On Sat, Sep 19, 2015, at 09:36 AM, Barry Warsaw wrote:
> There have been countless attempts at moving the Python packaging
> infrastructure to a declarative syntax over the years.  I remember
> talking to
> Tarek at a Pycon *many* years ago about this.  Maybe this time it'll
> catch
> on. :)

I think the introduction of wheels makes this goal more practical, as
now there's a defined package format that tools can build, rather than
relying on executing a script at install time. I'm also making the
problem easier using the 80/20 rule: flit doesn't aim to replace all
setup.py Python packaging. It's limited to a single module/package of
pure Python code, which I think accounts for a large majority of what
people do with setup.py.

> flit doesn't build sdists, so I guess the current toolchain which starts
> with
> .orig.tar.gz won't work with flitted packages.  The README says:
> 
> "People may also want a traditional sdist for other reasons, such as
> Linux
> distro packaging. I hope that these problems will diminsh over time."
> 
> I'm not sure which problem you hope will diminish!  People wanting
> traditional
> sdists, the problem of Linux distro packaging <wink> or needing sdists
> for
> downstream consumers like Debian.

There are certainly times when I wish distro packaging would focus on
maintaining a much smaller set of core infrastructure packages really
well. Take Jupyter, for instance: as upstream, we feel no investment in
Linux distro packaging of it, and if we're helping people who got it
from apt, we're likely to recommend that they uninstall that and use
Anaconda or pip to install a recent version. I don't think distro
packaging works for user-facing applications, and AFAIK it's not widely
used for web app deployment either.

However, my hope in that sentence was that other packaging will come not
to rely on Python sdists containing a setup.py file. Using sdists for
Debian packaging is already somewhat dubious, because they can contain
generated and bundled files (we do both for Jupyter Notebook sdists).

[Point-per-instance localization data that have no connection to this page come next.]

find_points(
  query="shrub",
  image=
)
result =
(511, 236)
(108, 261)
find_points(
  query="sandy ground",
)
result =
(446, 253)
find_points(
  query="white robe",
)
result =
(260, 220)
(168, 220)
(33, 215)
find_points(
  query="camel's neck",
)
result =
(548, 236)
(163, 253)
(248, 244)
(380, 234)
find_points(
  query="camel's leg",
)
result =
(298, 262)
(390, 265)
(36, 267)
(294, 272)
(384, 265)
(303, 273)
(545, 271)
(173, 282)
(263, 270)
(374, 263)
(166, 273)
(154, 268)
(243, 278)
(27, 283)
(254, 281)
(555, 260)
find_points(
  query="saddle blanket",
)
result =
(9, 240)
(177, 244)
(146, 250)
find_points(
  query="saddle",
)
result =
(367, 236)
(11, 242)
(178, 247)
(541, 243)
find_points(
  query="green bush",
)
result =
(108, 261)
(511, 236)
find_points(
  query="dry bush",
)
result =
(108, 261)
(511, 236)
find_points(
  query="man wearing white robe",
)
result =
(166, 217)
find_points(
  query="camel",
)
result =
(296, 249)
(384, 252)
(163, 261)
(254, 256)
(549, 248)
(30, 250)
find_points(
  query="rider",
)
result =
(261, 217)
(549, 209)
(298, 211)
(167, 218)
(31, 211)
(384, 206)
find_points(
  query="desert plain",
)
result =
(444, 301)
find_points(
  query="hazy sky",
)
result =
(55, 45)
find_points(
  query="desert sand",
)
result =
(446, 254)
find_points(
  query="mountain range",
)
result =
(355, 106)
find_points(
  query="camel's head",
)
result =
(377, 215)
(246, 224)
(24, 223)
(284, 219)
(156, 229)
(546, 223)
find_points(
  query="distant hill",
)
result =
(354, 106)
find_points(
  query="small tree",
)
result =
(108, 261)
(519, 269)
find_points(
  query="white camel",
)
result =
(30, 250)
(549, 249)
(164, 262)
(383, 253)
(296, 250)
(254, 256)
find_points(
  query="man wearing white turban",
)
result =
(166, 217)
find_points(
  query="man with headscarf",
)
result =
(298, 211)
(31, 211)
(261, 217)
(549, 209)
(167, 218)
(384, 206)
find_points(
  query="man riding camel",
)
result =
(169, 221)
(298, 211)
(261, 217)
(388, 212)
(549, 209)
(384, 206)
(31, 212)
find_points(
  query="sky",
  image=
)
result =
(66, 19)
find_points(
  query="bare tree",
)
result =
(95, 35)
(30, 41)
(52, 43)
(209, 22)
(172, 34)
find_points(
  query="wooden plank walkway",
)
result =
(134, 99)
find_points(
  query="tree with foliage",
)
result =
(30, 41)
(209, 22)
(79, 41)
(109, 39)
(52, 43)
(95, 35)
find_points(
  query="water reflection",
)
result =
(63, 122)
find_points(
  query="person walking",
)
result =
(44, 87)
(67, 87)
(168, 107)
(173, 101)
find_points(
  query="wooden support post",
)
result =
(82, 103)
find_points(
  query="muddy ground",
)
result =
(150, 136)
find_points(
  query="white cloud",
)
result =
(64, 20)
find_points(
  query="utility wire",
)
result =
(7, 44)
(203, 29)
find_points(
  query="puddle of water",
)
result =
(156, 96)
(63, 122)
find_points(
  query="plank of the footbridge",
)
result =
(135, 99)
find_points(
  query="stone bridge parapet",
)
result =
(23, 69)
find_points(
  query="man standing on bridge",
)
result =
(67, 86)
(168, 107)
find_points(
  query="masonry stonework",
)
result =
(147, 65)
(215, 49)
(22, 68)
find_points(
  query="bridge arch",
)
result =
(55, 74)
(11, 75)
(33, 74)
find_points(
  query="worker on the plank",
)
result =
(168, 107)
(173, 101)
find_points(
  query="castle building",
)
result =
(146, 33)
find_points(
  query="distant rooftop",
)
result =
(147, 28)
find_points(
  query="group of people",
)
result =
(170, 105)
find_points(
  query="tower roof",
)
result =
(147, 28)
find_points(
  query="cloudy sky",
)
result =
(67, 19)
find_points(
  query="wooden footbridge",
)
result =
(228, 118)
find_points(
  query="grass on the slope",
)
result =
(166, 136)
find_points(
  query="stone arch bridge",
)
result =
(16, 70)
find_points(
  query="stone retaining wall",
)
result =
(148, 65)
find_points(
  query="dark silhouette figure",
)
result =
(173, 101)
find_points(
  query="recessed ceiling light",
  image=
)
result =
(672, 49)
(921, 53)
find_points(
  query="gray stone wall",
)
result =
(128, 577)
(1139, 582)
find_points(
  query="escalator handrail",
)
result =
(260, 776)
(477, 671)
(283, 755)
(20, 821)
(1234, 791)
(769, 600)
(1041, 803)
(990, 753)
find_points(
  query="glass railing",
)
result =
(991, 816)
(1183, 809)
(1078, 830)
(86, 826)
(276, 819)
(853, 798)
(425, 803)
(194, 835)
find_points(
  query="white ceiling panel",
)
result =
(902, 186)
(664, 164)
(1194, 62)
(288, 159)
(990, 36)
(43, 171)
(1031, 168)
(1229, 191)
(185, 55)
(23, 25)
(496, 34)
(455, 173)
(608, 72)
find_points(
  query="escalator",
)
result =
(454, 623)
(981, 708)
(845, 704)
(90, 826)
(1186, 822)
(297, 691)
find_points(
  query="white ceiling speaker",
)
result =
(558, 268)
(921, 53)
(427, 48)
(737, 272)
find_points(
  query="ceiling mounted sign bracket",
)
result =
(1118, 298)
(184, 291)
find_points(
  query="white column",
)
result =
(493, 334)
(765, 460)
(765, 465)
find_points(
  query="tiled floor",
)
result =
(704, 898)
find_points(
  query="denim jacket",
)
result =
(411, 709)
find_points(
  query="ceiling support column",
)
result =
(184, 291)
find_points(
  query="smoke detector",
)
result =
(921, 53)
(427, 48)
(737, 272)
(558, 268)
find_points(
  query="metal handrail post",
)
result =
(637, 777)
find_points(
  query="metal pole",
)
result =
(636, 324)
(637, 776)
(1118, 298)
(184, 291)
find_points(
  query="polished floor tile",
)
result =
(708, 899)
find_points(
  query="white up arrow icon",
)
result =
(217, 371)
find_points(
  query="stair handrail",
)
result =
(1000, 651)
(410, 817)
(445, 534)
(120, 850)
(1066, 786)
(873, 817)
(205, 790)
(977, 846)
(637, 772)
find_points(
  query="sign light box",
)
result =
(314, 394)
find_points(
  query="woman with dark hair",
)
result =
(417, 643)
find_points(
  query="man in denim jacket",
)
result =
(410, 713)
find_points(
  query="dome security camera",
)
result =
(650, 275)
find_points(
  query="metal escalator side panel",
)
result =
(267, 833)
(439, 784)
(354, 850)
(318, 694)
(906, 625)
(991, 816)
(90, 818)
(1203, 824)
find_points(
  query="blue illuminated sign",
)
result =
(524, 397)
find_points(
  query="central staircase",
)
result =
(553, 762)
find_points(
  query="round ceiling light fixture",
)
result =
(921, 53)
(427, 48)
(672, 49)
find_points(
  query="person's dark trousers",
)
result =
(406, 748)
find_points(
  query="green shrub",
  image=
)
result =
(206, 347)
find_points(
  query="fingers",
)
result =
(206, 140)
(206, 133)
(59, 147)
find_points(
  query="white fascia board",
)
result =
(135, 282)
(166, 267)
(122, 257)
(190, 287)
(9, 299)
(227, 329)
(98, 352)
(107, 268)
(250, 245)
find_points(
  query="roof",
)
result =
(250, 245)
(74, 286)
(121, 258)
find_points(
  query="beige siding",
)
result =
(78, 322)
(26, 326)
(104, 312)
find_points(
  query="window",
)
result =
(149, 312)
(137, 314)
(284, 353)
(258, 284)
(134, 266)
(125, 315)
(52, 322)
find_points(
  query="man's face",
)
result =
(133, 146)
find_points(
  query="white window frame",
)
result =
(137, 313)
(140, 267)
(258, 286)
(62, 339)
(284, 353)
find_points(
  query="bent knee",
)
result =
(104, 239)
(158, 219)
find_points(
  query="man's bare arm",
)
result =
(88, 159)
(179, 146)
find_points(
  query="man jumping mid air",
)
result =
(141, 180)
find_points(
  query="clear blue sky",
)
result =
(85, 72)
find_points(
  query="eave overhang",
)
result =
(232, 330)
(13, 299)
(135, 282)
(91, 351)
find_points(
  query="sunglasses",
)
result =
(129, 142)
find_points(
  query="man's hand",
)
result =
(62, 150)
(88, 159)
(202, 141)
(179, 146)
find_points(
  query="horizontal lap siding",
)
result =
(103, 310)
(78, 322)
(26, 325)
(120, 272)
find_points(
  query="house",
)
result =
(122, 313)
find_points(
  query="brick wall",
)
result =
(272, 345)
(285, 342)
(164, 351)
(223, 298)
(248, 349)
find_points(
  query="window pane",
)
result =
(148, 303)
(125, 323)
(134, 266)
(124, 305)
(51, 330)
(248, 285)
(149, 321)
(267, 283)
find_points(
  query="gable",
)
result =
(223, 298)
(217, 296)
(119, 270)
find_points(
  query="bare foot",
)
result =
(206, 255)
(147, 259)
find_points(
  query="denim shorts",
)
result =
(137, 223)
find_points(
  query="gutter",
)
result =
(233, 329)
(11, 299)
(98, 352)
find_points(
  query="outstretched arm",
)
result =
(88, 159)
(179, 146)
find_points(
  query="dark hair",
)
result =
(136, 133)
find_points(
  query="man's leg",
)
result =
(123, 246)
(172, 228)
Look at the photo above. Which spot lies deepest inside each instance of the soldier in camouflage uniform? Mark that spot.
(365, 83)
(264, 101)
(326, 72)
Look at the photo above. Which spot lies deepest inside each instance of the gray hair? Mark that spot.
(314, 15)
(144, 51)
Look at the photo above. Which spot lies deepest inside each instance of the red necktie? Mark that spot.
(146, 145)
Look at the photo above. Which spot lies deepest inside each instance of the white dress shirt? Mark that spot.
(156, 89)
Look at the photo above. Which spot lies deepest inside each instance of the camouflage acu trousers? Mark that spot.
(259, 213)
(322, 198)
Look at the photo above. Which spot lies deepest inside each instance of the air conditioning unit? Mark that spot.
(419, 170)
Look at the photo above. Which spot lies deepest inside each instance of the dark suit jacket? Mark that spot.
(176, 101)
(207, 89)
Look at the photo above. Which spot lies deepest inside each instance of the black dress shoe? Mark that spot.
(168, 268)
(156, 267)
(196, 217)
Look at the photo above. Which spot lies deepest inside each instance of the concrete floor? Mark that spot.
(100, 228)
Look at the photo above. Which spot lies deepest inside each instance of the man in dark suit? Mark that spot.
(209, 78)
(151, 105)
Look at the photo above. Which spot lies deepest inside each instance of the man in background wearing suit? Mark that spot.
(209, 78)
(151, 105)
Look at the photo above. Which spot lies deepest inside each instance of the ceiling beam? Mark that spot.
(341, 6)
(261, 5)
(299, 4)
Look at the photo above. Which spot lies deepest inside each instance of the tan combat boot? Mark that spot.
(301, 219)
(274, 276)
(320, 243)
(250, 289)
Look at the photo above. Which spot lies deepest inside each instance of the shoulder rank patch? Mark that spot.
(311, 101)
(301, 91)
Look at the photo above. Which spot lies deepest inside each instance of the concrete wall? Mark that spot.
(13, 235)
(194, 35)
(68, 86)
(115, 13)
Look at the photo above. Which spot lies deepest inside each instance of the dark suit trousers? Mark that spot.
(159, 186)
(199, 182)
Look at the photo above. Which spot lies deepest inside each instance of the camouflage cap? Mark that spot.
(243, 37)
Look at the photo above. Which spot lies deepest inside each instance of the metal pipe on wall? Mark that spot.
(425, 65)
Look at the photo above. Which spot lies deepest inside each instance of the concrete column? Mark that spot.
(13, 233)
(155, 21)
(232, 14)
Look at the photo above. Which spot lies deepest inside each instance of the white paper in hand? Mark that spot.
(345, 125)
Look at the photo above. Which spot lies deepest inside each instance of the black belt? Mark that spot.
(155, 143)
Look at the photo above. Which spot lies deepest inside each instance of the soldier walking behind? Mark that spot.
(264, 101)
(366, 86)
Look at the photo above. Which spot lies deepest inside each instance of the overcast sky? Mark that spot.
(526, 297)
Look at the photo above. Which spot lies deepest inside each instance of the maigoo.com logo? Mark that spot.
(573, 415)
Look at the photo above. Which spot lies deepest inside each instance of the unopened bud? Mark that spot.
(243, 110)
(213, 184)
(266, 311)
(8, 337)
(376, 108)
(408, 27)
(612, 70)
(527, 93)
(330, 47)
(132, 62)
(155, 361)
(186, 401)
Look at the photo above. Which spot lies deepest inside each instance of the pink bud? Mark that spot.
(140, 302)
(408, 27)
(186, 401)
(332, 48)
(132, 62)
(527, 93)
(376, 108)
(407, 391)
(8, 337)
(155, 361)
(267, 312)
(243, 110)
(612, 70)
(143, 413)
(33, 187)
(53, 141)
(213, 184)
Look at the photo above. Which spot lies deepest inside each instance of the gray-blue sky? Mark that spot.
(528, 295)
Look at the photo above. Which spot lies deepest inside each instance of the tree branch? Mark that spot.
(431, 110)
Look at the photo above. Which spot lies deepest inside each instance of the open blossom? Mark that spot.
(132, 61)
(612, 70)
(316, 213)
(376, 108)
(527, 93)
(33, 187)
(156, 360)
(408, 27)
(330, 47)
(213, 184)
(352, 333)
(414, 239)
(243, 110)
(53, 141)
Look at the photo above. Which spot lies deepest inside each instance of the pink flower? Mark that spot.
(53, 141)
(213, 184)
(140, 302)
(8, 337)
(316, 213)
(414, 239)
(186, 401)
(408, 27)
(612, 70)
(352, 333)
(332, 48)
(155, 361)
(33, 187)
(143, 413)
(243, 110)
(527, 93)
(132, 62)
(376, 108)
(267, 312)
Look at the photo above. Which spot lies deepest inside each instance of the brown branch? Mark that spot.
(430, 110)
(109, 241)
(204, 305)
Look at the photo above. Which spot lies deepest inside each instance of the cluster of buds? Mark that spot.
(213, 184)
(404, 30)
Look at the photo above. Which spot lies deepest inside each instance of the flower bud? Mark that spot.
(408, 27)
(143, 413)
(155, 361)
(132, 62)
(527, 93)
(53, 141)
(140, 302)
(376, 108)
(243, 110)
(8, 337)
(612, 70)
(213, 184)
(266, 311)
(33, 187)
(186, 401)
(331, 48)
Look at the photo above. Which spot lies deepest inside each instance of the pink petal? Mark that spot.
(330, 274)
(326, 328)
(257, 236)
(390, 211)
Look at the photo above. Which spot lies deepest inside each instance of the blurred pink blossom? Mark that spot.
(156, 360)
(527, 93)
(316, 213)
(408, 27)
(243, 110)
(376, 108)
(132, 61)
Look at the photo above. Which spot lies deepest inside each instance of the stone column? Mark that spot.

The way I'd like to see things working is for the canonical source for a
release to be the tag in the VCS. Popular code hosting sites like Github
make the source tree at this tag readily available as a downloadable
tarball, e.g.:
https://github.com/jupyter/testpath/archive/0.2.tar.gz

The source tree contains metadata about the Python package in the repo.
Different tools can use that to build wheels for PyPI, conda packages,
Debian packages, or whatever. Of course, only the first of those is
implemented yet, and it's no doubt more complex to build a .deb package,
but that's where I'd like things to go.